One of the key features of scikit-learn is its uniform interface, which allows users to easily switch between different algorithms and use them in a consistent way. The library also includes a number of convenience functions, such as train_test_split for dividing data into training and test sets, and cross_val_score for evaluating models using cross-validation.

Scikit-learn is widely used in the field of machine learning, and it is particularly popular for tasks such as classification, regression, and clustering. It is also commonly used in data science and scientific computing, and it has been cited in many academic papers and articles. The library is actively maintained and developed, and it has a strong community of users and contributors.

## 10. Keras

Webpage: [Keras](https://keras.io)

Keras is a user-friendly, high-level library for building and training neural networks in Python. It is built on top of other popular machine learning libraries, such as TensorFlow and PyTorch, and it provides a range of functions and classes for defining and training neural networks.

One of the key features of Keras is its simplicity and ease of use. It has a clear and intuitive API, which makes it easy for users to build and train neural networks with minimal code. Keras also has a range of built-in functions and tools for tasks such as data preprocessing and model evaluation, which can save time and make it easier to get up and running with neural networks.

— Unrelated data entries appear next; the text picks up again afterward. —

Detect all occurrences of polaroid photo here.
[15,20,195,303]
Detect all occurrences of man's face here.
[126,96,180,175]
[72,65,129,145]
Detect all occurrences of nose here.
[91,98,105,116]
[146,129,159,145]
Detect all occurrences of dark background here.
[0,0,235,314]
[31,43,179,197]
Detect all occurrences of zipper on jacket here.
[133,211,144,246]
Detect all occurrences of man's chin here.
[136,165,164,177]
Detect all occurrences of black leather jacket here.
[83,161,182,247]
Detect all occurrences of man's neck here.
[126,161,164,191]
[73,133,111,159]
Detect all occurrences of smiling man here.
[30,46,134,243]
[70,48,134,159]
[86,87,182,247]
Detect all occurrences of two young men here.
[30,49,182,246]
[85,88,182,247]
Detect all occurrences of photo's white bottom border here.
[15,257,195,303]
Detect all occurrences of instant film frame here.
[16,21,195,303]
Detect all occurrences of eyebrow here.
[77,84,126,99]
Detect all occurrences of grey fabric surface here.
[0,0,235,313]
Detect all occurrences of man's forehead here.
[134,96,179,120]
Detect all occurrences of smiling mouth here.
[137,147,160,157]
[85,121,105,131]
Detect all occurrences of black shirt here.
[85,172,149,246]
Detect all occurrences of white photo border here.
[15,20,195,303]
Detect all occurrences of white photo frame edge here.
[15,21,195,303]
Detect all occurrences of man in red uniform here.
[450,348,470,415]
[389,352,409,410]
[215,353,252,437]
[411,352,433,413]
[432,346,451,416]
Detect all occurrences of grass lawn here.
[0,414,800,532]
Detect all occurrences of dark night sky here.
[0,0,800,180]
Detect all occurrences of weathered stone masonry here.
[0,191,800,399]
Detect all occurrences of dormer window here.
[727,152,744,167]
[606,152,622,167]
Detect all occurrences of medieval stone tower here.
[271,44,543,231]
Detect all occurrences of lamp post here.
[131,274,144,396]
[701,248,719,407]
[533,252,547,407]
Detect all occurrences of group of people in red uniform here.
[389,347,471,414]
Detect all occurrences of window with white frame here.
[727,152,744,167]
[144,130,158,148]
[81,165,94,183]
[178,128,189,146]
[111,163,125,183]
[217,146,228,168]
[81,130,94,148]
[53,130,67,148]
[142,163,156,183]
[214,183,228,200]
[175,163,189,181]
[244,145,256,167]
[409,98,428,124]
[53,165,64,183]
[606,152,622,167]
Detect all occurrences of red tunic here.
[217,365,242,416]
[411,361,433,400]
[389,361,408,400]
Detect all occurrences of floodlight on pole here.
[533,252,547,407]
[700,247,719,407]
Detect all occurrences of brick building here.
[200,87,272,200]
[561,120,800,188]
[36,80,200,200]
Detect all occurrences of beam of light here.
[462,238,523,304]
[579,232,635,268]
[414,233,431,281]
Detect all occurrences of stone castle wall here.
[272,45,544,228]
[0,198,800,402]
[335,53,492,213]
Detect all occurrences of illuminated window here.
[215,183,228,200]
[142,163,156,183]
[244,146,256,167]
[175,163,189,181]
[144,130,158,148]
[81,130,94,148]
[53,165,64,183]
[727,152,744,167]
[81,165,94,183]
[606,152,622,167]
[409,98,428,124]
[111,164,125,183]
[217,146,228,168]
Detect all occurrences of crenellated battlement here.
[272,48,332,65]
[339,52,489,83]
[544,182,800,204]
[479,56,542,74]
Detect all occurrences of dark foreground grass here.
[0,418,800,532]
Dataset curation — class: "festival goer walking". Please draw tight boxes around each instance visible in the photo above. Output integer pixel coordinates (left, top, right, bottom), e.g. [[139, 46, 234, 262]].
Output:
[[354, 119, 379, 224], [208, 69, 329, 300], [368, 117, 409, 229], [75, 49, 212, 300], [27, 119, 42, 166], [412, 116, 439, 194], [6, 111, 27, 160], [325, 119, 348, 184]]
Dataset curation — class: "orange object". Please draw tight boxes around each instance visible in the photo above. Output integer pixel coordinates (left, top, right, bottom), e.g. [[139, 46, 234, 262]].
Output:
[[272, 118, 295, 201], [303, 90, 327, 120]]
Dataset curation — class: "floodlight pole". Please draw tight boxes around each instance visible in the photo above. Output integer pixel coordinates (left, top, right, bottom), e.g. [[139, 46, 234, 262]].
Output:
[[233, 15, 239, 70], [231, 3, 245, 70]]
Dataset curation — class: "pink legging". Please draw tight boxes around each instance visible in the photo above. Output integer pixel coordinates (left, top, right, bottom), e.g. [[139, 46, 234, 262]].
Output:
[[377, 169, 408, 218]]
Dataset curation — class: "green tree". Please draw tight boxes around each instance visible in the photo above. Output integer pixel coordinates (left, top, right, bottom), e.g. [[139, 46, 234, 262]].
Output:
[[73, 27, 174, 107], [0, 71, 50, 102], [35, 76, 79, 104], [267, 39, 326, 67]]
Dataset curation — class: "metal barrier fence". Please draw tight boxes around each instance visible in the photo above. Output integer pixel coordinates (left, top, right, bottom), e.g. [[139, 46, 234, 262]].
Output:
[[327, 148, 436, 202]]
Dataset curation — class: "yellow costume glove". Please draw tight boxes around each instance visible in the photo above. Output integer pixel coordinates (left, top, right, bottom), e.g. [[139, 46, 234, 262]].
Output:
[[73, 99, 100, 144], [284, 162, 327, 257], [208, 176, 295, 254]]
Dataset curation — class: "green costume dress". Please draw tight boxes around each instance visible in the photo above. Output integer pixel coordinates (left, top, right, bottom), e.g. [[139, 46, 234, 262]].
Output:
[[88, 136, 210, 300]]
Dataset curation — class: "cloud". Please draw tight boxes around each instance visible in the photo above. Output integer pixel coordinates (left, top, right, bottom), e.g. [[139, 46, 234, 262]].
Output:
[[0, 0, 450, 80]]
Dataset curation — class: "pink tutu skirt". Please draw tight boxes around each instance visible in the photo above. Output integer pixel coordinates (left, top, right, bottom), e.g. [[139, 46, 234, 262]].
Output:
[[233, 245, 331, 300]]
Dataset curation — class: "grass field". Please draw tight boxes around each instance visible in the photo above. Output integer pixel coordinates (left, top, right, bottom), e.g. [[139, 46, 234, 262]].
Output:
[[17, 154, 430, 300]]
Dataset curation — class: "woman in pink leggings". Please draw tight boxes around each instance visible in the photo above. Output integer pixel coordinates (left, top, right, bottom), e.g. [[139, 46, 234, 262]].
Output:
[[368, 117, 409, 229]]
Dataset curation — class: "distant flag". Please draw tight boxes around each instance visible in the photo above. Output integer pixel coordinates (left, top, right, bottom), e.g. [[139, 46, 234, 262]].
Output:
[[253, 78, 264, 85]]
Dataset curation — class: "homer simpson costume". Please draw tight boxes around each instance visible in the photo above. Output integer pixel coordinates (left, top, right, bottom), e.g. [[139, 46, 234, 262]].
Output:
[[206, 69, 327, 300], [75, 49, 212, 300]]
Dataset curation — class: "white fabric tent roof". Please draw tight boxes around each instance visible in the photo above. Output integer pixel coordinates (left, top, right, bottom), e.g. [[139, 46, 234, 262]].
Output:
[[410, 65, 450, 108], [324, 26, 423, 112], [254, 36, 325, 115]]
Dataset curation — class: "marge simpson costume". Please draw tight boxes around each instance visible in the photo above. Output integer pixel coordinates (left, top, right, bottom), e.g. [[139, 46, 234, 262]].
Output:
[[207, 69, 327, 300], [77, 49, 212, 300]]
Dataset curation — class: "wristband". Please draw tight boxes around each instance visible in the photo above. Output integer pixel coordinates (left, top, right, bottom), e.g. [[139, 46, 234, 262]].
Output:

In addition to its simplicity and ease of use, Keras is also highly flexible and modular. It allows us to define custom neural network architectures and to use a variety of different optimization algorithms and loss functions. It also supports both convolutional and recurrent neural networks, which makes it suitable for a wide range of tasks, including image classification, natural language processing, and time series analysis.

Overall, Keras is a popular choice for building and training neural networks in Python, and it is widely used in the machine learning community. Its user-friendly interface and range of features make it a good option for beginners and experienced users alike.